Whoever thought of the definition surely had in mind the cozy, beneficial relationship prevalent in the world of corruption.
If low police visibility increases the opportunity to apprehend criminals, then one can only imagine what the total absence of police visibility could do to a place. In some of my articles here I have written about an incident when my daughter’s hair was pulled by a teenage girl who jumped in and out of a jeepney that she was riding from Pasay West High School, and how my son dropped to the ground unconscious when his face was hit by an icepick bearing man along Libertad Street.

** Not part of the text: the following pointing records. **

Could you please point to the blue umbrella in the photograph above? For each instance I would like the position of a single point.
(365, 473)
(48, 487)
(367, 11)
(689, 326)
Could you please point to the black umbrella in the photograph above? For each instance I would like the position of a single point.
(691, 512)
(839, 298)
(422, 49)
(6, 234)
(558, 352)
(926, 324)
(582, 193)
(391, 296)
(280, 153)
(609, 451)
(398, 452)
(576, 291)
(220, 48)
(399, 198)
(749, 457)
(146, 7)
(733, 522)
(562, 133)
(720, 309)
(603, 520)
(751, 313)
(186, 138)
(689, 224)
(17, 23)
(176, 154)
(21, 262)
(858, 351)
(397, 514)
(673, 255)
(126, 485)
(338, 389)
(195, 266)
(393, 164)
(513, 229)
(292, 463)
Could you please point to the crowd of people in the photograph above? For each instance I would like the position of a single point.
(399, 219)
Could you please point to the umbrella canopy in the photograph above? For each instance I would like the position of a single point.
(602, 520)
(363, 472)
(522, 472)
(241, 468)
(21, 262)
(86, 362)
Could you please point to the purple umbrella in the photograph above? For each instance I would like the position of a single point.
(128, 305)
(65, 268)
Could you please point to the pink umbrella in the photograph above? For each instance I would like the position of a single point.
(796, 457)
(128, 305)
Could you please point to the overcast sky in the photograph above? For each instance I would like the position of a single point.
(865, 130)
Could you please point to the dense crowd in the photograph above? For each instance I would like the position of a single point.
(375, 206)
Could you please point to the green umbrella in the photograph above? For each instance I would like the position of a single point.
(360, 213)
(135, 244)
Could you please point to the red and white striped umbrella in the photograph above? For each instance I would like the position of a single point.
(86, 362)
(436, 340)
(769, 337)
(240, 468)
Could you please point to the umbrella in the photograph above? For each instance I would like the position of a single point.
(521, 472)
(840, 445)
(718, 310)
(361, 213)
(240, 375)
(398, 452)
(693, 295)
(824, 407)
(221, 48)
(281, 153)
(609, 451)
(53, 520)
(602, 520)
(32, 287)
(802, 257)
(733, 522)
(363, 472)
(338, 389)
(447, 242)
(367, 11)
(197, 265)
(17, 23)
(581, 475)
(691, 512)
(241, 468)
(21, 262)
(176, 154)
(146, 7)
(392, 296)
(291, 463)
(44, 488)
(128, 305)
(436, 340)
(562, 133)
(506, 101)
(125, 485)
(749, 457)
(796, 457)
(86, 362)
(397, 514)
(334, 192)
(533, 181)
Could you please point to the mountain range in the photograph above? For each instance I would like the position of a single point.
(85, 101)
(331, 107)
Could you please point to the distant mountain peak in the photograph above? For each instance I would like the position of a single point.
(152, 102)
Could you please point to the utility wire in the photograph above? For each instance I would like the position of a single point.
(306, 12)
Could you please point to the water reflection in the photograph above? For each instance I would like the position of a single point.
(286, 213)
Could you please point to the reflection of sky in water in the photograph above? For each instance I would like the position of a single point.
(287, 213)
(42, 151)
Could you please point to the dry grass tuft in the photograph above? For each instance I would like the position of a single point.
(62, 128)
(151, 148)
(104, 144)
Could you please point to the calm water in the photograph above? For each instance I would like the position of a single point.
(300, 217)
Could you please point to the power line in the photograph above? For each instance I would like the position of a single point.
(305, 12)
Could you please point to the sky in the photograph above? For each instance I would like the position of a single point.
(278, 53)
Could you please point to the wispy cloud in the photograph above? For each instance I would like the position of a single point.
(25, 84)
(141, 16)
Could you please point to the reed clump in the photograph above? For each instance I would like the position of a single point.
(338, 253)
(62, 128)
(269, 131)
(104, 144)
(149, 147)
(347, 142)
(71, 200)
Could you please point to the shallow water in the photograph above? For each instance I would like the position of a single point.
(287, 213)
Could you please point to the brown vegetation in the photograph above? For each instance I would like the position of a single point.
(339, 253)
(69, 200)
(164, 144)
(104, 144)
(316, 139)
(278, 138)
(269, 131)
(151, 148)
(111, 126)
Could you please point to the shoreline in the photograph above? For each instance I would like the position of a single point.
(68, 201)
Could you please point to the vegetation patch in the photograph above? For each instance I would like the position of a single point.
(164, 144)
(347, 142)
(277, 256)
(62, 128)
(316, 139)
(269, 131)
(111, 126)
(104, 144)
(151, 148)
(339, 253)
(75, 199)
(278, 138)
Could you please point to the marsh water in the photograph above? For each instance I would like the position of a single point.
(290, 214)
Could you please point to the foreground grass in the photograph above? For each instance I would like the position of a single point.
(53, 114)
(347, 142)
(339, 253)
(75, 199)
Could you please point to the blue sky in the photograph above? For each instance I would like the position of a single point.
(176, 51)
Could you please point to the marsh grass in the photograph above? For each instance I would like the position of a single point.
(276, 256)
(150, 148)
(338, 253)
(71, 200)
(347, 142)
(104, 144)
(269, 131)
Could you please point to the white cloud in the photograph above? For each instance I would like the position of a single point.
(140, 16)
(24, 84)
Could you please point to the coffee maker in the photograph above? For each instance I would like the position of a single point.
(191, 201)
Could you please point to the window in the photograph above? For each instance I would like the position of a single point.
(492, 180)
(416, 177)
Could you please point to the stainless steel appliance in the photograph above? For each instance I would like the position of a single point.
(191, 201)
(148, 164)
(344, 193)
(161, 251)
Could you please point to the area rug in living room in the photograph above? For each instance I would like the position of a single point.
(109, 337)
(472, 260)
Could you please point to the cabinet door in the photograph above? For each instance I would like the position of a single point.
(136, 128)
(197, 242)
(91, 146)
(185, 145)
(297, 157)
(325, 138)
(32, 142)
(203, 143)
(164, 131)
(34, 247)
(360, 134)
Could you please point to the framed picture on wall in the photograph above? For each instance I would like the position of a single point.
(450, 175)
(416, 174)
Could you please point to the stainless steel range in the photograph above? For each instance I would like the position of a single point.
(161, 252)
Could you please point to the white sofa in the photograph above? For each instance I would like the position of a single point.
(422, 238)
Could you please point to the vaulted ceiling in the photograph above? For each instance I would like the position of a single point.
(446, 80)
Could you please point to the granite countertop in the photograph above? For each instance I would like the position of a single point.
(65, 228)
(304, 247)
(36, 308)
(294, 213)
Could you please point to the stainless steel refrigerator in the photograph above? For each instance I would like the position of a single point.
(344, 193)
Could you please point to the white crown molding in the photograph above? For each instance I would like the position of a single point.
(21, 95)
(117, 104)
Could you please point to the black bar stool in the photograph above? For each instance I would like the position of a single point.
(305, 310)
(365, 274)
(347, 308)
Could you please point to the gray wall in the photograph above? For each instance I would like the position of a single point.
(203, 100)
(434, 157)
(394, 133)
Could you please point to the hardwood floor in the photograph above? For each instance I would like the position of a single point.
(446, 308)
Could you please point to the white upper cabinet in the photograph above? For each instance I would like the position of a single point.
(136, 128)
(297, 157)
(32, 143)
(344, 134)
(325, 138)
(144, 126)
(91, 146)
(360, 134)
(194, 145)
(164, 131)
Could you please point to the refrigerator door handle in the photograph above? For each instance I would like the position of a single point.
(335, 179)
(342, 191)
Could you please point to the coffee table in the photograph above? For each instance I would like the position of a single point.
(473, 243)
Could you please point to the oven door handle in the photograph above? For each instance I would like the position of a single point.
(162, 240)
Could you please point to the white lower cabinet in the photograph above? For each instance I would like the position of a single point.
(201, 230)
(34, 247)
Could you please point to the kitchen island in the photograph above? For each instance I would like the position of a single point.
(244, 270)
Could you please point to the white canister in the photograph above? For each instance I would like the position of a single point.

Whenever I flag a taxi down, I know there is more likelihood that I would be refused because of the notoriety of my address, apparently the most notorious in Pasay City, if not in Metro Manila. In the rare times that taxi drivers agreed to drive me home without any question, most of them still had their own stories to tell, tales of how they or their fellow drivers became victims of “bukas-kotse” teenagers along Harrison and Libertad Streets.
The absence of police visibility has made criminals in Pasay City bolder and more daring. I wonder if such absence is attributed to the benefits derived from the already cozy relationship between the unfortunate PUV drivers and the traffic enforcers acting as pseudo-policemen.